Abstract
Bayesian Optimization (BO) is a surrogate-assisted global optimization technique that has been successfully applied in various fields, e.g., automated machine learning and design optimization. Built upon a so-called infill-criterion and Gaussian Process regression (GPR), the BO technique suffers from a substantial computational complexity and hampered convergence rate as the dimension of the search spaces increases. Scaling up BO for high-dimensional optimization problems remains a challenging task.

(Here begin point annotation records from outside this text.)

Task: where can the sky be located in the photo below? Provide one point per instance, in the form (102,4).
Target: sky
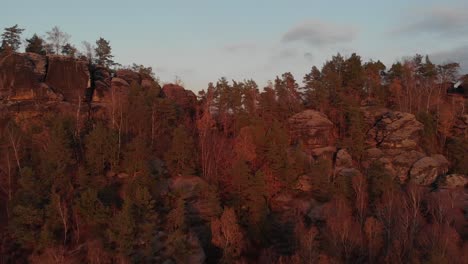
(201,41)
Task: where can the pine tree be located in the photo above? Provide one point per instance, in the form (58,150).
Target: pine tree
(11,38)
(103,53)
(69,50)
(35,45)
(57,39)
(181,158)
(101,148)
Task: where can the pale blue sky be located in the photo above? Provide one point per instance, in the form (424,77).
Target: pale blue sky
(201,41)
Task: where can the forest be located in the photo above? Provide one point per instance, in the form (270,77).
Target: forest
(355,162)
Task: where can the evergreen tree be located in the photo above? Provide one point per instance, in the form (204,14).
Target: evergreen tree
(11,38)
(101,148)
(57,39)
(69,50)
(35,45)
(181,158)
(103,53)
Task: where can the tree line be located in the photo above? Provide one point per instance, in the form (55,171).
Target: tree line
(98,191)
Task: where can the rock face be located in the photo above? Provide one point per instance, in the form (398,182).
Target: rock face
(68,76)
(314,129)
(460,128)
(455,181)
(397,131)
(426,170)
(395,141)
(184,98)
(21,76)
(101,83)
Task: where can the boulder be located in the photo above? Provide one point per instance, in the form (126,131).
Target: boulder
(287,203)
(426,170)
(397,131)
(184,98)
(68,76)
(343,159)
(129,76)
(304,183)
(374,153)
(314,129)
(455,181)
(21,75)
(401,164)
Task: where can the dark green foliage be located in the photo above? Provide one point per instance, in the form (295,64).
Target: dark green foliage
(104,53)
(379,181)
(35,45)
(11,38)
(69,50)
(134,228)
(101,148)
(355,132)
(429,135)
(181,158)
(28,207)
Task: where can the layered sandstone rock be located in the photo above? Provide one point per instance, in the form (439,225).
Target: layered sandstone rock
(68,76)
(455,181)
(396,132)
(315,130)
(21,76)
(426,170)
(186,99)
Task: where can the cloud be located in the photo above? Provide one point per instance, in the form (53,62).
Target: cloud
(319,33)
(308,56)
(287,53)
(458,54)
(443,21)
(241,47)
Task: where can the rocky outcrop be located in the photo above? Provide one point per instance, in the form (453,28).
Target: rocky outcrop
(426,170)
(315,130)
(101,79)
(460,128)
(395,140)
(186,99)
(396,131)
(21,76)
(455,181)
(68,76)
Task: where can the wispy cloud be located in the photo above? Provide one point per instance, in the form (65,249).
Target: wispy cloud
(320,33)
(308,56)
(458,54)
(443,21)
(244,47)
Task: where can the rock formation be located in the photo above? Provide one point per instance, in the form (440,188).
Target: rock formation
(315,130)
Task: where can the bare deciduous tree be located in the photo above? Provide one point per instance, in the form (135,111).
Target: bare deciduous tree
(57,39)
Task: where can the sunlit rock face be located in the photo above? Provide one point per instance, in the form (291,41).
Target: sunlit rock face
(314,129)
(186,99)
(68,76)
(21,76)
(395,140)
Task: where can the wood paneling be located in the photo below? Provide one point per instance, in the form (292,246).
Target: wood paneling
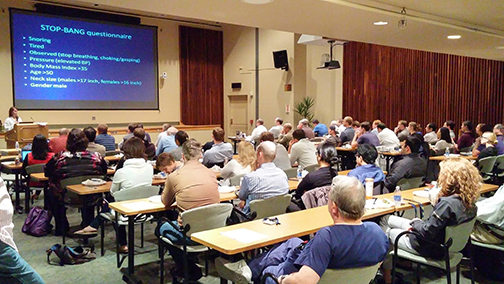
(387,83)
(201,76)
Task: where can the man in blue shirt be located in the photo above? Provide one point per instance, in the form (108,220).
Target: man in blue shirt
(320,129)
(349,243)
(365,157)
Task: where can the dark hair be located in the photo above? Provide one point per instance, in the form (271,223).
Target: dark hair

In this paper, we propose to tackle the scalability of BO by hybridizing it with a Principal Component Analysis (PCA), resulting in a novel PCA-assisted BO (PCA-BO) algorithm. Specifically, the PCA procedure learns a linear transformation from all the evaluated points during the run and selects dimensions in the transformed space according to the variability of evaluated points. We then construct the GPR model, and the infill-criterion in the space spanned by the selected dimensions.
We assess the performance of our PCA-BO in terms of the empirical convergence rate and CPU time on multi-modal problems from the COCO benchmark framework. The experimental results show that PCA-BO can effectively reduce the CPU time incurred on high-dimensional problems, and maintains the convergence rate on problems with an adequate global structure. PCA-BO therefore provides a satisfactory trade-off between the convergence rate and computational efficiency opening new ways to benefit from the strength of BO approaches in high dimensional numerical optimization.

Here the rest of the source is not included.